In the border space between El Paso and Ciudad Juárez, there is a deep horror that pervades the beautiful desert landscape. Over 500 women have disappeared while commuting back and forth from their homes in Mexico to the sweatshops just across the border in the U.S. These women are mothers, daughters, sisters, friends, and wives. Their voices deserve to be heard, and their names need to be remembered. Their lives are just as rich, beautiful, tragic and chaotic as my own, and yet they are snuffed out by a nameless evil. We must remember not only how they died - but how they lived. These are the Lost Women of Juárez, and they are not so different from me.
-Julianna Rubio Slager
How did you approach telling this difficult story?

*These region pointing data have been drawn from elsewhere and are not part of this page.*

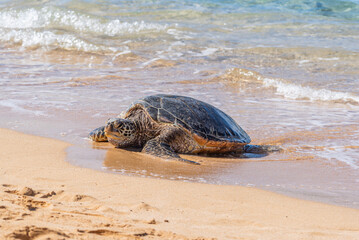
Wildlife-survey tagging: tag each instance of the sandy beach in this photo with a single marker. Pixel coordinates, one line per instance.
(44, 197)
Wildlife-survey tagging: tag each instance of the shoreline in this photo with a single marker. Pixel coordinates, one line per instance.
(42, 195)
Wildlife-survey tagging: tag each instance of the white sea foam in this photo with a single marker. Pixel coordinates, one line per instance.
(32, 39)
(291, 90)
(52, 17)
(294, 91)
(16, 106)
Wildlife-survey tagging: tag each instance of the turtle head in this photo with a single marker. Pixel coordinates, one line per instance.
(121, 132)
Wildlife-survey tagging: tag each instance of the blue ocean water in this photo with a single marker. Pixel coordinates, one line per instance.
(287, 71)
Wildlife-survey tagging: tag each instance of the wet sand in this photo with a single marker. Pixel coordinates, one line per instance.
(43, 196)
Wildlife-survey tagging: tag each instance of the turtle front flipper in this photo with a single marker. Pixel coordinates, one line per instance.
(261, 149)
(98, 135)
(161, 149)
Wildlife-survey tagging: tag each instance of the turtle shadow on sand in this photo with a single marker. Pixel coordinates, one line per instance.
(168, 125)
(133, 162)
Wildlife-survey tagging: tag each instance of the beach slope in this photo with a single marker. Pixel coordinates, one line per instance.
(42, 196)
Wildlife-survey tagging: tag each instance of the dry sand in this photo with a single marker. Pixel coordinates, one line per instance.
(44, 197)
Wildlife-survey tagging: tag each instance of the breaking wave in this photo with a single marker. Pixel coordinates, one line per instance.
(51, 27)
(291, 90)
(51, 17)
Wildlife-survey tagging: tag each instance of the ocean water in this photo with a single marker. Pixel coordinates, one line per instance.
(286, 71)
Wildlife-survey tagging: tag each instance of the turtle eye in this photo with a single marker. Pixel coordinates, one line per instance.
(117, 124)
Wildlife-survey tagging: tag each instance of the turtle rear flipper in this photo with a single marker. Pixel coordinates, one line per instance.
(98, 135)
(261, 149)
(158, 148)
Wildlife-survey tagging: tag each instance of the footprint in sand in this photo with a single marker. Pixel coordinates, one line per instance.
(33, 232)
(143, 207)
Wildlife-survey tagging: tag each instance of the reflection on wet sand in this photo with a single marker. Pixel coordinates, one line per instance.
(132, 162)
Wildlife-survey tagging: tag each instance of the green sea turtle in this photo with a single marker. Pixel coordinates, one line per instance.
(165, 125)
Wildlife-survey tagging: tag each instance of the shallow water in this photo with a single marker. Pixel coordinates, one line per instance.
(286, 71)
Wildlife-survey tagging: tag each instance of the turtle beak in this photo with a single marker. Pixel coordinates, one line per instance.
(109, 128)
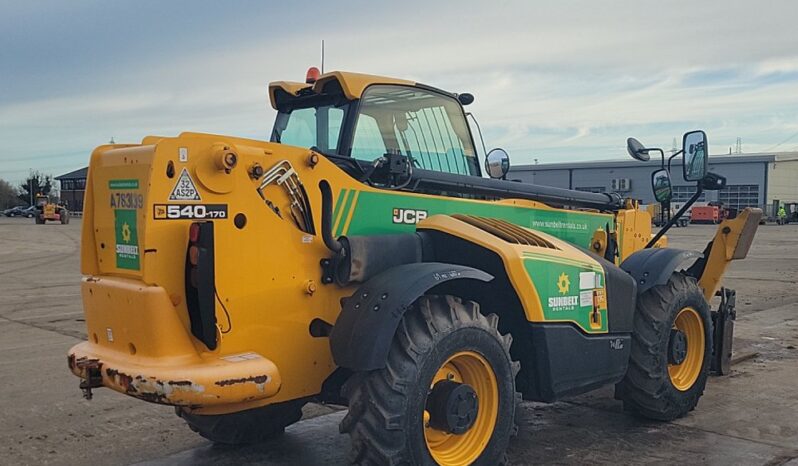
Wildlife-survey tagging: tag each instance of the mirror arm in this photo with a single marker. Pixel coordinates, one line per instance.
(699, 190)
(662, 155)
(672, 157)
(479, 131)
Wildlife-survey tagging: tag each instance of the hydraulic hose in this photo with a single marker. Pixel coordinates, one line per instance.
(326, 218)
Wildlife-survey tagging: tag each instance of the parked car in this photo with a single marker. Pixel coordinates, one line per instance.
(20, 211)
(13, 212)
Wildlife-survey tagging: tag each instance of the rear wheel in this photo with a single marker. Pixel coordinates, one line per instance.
(671, 351)
(447, 393)
(250, 426)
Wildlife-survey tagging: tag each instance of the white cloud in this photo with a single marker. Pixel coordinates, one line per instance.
(551, 80)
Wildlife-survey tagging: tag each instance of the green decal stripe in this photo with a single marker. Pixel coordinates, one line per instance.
(375, 212)
(339, 203)
(339, 226)
(123, 184)
(562, 260)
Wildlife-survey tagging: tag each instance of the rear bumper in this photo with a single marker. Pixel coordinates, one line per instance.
(209, 381)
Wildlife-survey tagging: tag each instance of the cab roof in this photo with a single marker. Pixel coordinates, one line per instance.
(351, 84)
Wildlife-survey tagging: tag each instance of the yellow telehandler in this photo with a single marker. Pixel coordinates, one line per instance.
(364, 257)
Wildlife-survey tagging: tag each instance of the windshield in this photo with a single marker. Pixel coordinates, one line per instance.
(426, 126)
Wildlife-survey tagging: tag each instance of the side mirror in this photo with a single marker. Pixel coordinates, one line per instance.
(637, 150)
(696, 155)
(661, 184)
(465, 98)
(497, 163)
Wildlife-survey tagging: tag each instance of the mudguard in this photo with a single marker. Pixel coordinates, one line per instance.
(362, 335)
(652, 267)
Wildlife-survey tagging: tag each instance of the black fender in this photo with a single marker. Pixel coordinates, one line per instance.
(364, 330)
(654, 266)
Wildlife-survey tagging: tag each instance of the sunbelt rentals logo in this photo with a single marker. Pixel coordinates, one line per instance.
(563, 303)
(127, 242)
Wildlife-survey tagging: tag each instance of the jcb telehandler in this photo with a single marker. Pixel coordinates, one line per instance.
(362, 258)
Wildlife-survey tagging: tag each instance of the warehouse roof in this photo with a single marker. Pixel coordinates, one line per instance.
(78, 174)
(655, 160)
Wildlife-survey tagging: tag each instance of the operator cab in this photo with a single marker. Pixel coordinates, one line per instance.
(367, 118)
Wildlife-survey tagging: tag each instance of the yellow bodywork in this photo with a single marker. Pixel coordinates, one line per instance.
(352, 84)
(732, 241)
(267, 278)
(267, 270)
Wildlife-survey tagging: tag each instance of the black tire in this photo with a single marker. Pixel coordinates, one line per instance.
(386, 406)
(647, 388)
(243, 427)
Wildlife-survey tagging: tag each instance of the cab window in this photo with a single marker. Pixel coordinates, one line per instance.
(426, 126)
(309, 127)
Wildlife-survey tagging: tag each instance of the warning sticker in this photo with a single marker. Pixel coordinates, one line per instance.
(184, 189)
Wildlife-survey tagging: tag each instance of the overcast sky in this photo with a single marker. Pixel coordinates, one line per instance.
(554, 81)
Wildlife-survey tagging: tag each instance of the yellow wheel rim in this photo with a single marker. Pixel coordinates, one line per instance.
(684, 375)
(453, 450)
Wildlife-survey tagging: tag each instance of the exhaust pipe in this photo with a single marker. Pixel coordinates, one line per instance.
(326, 218)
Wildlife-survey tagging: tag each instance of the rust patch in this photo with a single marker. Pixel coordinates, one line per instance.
(256, 379)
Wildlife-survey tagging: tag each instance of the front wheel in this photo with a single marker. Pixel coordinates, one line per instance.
(446, 396)
(671, 351)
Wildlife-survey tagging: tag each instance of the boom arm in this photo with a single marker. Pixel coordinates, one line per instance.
(732, 241)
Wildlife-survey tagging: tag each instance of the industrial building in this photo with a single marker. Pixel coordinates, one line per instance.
(73, 186)
(753, 180)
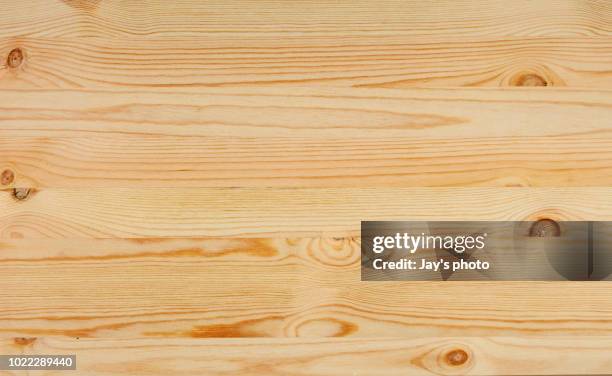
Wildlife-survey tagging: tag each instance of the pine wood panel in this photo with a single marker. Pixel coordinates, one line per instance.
(317, 357)
(578, 160)
(186, 18)
(196, 212)
(186, 171)
(313, 137)
(265, 287)
(251, 61)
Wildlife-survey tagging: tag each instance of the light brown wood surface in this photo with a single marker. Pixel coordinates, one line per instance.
(182, 183)
(322, 137)
(247, 356)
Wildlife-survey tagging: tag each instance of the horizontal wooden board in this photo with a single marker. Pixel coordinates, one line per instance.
(308, 112)
(253, 60)
(118, 160)
(162, 19)
(265, 287)
(316, 357)
(195, 212)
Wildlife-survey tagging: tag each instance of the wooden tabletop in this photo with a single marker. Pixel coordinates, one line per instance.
(183, 181)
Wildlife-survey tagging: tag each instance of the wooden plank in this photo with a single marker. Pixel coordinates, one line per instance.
(309, 112)
(118, 160)
(316, 357)
(263, 287)
(393, 61)
(162, 19)
(196, 212)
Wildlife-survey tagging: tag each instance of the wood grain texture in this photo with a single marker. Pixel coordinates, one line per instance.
(306, 137)
(247, 61)
(317, 357)
(197, 212)
(186, 18)
(263, 287)
(182, 183)
(308, 112)
(578, 160)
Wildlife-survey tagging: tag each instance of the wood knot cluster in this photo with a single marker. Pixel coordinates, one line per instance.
(21, 194)
(456, 357)
(545, 228)
(529, 79)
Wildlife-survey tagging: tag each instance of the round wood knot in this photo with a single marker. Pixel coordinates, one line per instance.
(7, 177)
(545, 228)
(14, 58)
(23, 341)
(21, 194)
(456, 357)
(529, 79)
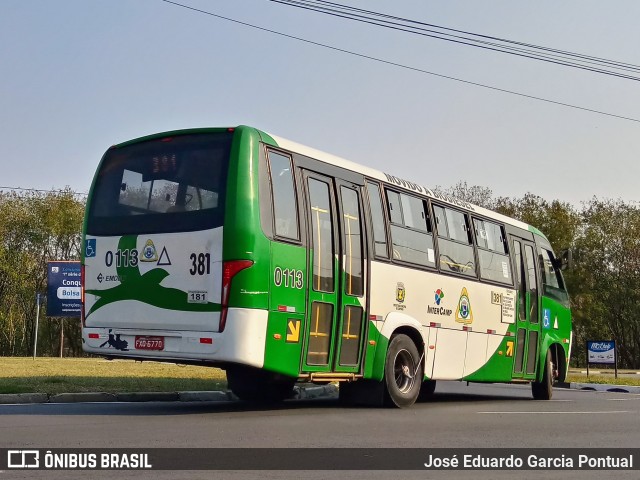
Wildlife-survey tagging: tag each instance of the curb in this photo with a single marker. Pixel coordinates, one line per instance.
(299, 393)
(604, 387)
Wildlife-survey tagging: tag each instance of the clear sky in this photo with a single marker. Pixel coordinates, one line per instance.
(77, 76)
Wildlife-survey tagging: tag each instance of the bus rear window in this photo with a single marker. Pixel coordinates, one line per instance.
(163, 185)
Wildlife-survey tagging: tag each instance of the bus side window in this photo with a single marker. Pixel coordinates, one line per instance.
(492, 251)
(285, 207)
(411, 237)
(377, 220)
(533, 283)
(454, 242)
(552, 282)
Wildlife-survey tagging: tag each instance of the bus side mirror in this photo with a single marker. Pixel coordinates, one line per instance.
(566, 260)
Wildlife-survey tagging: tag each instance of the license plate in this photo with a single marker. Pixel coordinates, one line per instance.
(149, 343)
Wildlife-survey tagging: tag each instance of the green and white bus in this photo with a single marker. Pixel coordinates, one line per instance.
(234, 248)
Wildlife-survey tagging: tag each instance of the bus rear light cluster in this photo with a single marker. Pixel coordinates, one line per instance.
(229, 270)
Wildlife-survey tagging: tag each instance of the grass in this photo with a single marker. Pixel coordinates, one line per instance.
(75, 375)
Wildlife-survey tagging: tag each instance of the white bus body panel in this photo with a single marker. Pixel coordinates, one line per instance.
(455, 345)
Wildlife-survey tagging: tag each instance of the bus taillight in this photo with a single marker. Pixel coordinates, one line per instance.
(229, 270)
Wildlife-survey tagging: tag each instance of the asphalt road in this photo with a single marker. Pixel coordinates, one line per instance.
(459, 416)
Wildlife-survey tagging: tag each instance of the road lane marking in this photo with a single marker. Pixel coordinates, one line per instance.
(556, 413)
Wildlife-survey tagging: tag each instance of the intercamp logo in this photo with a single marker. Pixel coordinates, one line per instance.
(23, 459)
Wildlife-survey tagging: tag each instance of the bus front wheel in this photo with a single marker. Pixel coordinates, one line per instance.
(402, 372)
(543, 390)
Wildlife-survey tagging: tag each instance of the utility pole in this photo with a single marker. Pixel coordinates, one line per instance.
(35, 338)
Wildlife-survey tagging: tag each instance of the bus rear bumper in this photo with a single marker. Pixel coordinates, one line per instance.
(243, 341)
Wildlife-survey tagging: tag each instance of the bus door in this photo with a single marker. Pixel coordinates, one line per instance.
(527, 320)
(334, 330)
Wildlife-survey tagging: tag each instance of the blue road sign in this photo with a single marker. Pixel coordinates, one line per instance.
(64, 289)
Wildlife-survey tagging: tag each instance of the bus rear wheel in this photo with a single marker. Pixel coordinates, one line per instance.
(259, 386)
(543, 390)
(402, 372)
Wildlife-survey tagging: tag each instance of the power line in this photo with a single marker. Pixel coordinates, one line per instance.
(527, 50)
(400, 65)
(82, 194)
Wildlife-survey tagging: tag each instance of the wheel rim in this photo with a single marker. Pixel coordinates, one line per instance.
(404, 371)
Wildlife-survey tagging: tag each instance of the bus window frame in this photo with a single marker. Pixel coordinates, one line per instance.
(369, 219)
(282, 238)
(506, 245)
(430, 227)
(470, 238)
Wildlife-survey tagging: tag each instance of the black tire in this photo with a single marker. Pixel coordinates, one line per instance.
(259, 386)
(543, 390)
(402, 372)
(426, 390)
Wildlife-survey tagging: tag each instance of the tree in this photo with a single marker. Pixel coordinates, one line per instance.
(34, 228)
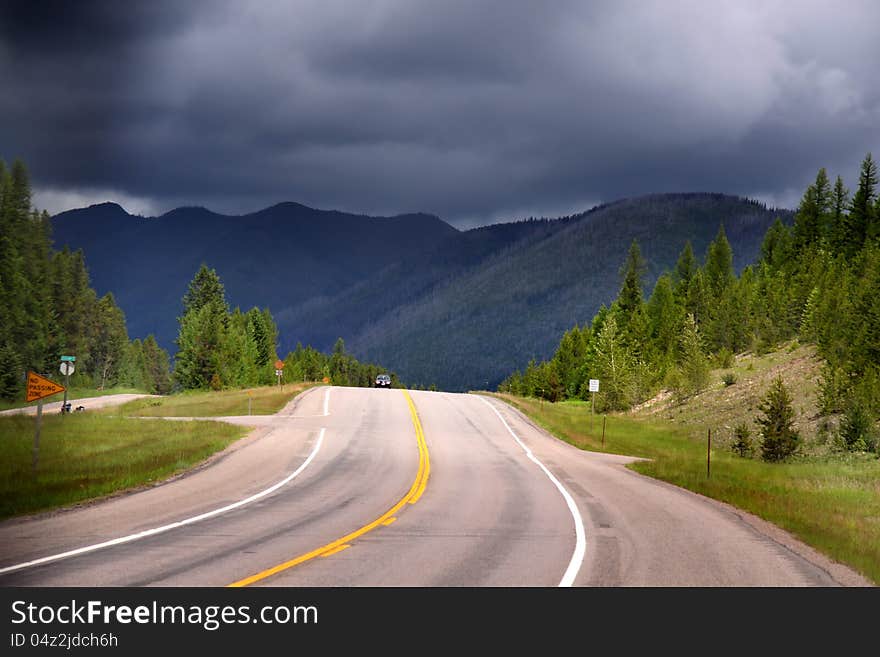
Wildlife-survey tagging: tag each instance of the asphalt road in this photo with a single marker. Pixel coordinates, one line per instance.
(342, 489)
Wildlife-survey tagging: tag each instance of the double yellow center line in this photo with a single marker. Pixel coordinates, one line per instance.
(411, 497)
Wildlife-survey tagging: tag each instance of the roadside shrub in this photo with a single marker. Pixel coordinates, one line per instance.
(742, 443)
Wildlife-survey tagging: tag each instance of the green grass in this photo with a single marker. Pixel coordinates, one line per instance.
(265, 400)
(832, 504)
(72, 393)
(86, 456)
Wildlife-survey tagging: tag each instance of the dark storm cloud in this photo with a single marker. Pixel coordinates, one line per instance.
(475, 111)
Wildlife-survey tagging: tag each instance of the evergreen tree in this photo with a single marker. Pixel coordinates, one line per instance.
(718, 269)
(197, 363)
(205, 288)
(835, 228)
(665, 317)
(777, 245)
(685, 269)
(109, 342)
(860, 223)
(157, 366)
(630, 306)
(779, 439)
(693, 369)
(202, 336)
(614, 368)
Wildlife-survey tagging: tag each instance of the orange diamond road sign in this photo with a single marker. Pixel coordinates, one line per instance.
(40, 386)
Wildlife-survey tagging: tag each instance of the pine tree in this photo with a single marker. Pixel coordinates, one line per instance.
(205, 288)
(718, 269)
(109, 342)
(693, 366)
(779, 439)
(834, 230)
(632, 321)
(860, 223)
(777, 245)
(685, 269)
(157, 366)
(665, 317)
(614, 368)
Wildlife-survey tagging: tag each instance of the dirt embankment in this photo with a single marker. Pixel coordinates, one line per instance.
(722, 407)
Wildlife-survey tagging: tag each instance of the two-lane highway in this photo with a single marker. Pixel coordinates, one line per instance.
(363, 487)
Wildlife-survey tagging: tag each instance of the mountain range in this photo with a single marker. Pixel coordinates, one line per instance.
(459, 309)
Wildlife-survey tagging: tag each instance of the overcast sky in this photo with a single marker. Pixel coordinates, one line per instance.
(477, 111)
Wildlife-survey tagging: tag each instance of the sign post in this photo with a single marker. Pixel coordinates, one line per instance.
(594, 388)
(67, 368)
(38, 388)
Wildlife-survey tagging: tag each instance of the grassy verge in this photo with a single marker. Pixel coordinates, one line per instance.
(85, 456)
(832, 504)
(72, 393)
(265, 400)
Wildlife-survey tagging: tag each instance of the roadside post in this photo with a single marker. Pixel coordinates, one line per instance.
(67, 368)
(594, 388)
(708, 453)
(279, 371)
(39, 387)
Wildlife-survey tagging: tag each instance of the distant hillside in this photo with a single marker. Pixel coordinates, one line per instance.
(436, 305)
(279, 257)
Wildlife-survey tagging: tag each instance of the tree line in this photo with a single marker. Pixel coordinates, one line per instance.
(222, 348)
(48, 308)
(817, 280)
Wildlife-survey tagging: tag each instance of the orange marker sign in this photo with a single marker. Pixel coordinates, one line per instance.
(40, 386)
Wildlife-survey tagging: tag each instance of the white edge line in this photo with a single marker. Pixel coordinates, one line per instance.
(173, 525)
(580, 548)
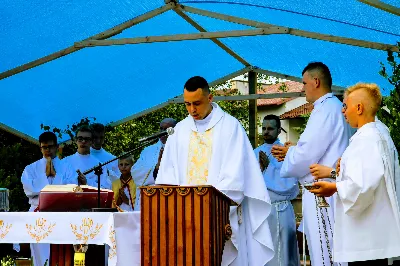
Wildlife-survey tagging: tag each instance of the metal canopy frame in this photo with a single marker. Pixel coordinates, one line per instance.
(383, 6)
(260, 28)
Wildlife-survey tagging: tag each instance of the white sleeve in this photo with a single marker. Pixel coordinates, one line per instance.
(362, 173)
(32, 181)
(311, 146)
(166, 173)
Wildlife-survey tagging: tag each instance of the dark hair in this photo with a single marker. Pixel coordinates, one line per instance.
(97, 127)
(323, 72)
(84, 128)
(274, 117)
(48, 136)
(197, 82)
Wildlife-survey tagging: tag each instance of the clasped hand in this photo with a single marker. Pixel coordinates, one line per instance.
(279, 152)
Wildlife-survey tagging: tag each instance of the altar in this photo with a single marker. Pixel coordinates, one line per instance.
(120, 231)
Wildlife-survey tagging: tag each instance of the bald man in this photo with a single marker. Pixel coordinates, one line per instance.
(367, 218)
(145, 170)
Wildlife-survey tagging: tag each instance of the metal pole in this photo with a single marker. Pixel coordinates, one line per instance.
(253, 132)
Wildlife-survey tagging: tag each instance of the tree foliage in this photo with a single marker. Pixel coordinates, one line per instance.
(15, 154)
(391, 117)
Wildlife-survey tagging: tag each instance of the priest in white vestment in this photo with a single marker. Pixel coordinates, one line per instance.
(211, 147)
(47, 171)
(100, 153)
(282, 220)
(82, 160)
(145, 169)
(323, 141)
(367, 224)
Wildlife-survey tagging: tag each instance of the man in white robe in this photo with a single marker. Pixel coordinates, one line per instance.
(367, 224)
(47, 171)
(82, 160)
(145, 169)
(282, 220)
(100, 153)
(211, 147)
(323, 141)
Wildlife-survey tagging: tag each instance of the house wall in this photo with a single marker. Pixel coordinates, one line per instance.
(262, 111)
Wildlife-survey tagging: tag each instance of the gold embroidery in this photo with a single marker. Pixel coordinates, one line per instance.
(200, 151)
(201, 191)
(113, 248)
(40, 230)
(86, 230)
(4, 229)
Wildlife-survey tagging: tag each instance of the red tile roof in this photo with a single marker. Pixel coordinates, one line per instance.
(288, 86)
(298, 111)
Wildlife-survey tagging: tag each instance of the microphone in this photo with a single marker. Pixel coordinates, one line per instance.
(169, 131)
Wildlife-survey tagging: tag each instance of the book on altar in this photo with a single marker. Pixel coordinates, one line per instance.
(73, 198)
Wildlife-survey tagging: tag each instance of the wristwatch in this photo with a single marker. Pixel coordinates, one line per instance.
(333, 174)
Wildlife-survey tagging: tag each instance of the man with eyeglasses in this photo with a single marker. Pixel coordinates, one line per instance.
(82, 160)
(48, 170)
(100, 153)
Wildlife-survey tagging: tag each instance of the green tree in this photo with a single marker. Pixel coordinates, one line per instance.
(391, 117)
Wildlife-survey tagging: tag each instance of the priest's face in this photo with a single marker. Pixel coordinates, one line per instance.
(198, 103)
(48, 149)
(350, 111)
(310, 86)
(84, 141)
(98, 140)
(270, 131)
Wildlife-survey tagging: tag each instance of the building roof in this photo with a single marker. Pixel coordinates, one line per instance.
(287, 86)
(298, 111)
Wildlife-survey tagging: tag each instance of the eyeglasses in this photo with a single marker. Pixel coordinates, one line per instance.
(82, 139)
(48, 147)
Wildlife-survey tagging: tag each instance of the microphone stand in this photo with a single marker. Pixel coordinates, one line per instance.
(98, 170)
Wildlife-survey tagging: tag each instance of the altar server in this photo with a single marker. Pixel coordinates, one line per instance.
(282, 221)
(124, 188)
(47, 171)
(82, 160)
(323, 141)
(367, 224)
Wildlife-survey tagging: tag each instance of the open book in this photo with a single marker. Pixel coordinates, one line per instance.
(73, 198)
(71, 188)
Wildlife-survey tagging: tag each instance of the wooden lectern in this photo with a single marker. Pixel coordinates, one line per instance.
(182, 225)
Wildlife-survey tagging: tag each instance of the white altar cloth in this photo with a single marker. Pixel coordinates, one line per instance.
(121, 231)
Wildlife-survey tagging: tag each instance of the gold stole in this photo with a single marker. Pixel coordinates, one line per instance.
(200, 151)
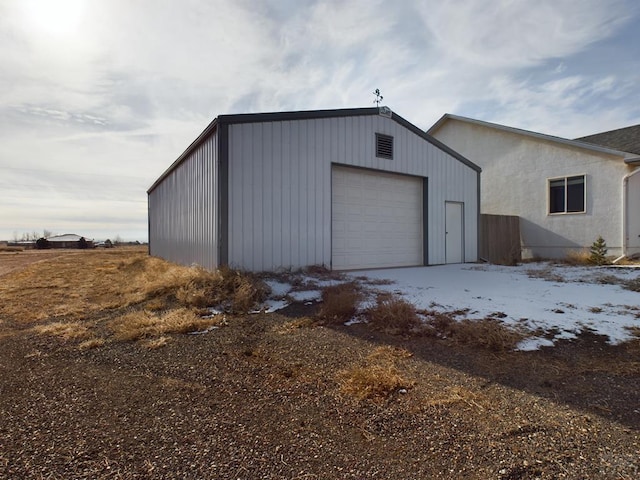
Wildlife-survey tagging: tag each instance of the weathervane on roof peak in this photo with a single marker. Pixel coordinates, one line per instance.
(379, 97)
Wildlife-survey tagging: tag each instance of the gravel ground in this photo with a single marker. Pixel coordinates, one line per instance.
(260, 398)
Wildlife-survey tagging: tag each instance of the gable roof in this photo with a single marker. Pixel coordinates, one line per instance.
(626, 139)
(224, 120)
(629, 157)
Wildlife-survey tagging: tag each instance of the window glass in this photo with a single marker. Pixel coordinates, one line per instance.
(566, 195)
(575, 194)
(556, 196)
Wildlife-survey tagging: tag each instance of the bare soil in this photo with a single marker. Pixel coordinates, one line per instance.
(260, 396)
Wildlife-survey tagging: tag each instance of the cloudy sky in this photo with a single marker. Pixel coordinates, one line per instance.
(98, 97)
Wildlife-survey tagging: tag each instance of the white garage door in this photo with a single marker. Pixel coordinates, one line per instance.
(376, 219)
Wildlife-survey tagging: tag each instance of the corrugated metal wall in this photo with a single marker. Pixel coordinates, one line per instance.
(183, 225)
(280, 186)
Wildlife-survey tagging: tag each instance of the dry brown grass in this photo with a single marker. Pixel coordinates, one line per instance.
(144, 324)
(489, 333)
(78, 284)
(294, 325)
(379, 376)
(578, 257)
(394, 316)
(154, 343)
(145, 297)
(339, 303)
(64, 330)
(90, 343)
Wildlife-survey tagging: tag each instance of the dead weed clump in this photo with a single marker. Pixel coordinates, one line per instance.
(64, 330)
(394, 316)
(238, 292)
(144, 324)
(489, 333)
(339, 303)
(578, 258)
(378, 378)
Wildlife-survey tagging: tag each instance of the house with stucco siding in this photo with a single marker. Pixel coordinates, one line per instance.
(566, 192)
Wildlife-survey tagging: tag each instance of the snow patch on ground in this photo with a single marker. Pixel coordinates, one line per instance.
(547, 297)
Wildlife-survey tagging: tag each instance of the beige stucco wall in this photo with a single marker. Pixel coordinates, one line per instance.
(515, 173)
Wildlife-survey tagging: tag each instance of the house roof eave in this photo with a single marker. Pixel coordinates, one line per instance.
(541, 136)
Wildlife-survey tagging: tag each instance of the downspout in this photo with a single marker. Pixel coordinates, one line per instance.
(625, 213)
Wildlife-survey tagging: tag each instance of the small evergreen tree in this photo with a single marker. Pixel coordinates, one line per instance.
(598, 252)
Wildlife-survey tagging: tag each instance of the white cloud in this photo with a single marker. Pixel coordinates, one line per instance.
(129, 85)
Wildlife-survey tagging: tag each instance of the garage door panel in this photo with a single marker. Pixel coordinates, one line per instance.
(376, 219)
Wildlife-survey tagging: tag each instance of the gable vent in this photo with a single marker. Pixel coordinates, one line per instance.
(384, 146)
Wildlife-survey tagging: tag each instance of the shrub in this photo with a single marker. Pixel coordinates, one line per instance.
(393, 315)
(339, 303)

I want the women in the show to be represented accurately, and through the lens of who they are and not what happened to them. Stories get sensationalized and then the women are exploited further. I wanted to tell the story of community and love and then show how these things disintegrate because of this great evil. The ballet ended up being very joyful; the beginning has a lot of ballet and folklórico blended together. A soloist comes out who represents the spirit of these women as they leave the earth and that’s when the ballet shifts. Dancers start leaving the stage slowly. I want the audience to not notice at first the cast is getting smaller and smaller, and then we’re left with one person on stage. To me, that is the story: that there is not much known about how these women are treated at the end. Their lives are snuffed out suddenly and tragically and there are a lot less Latina women in the world than there should be.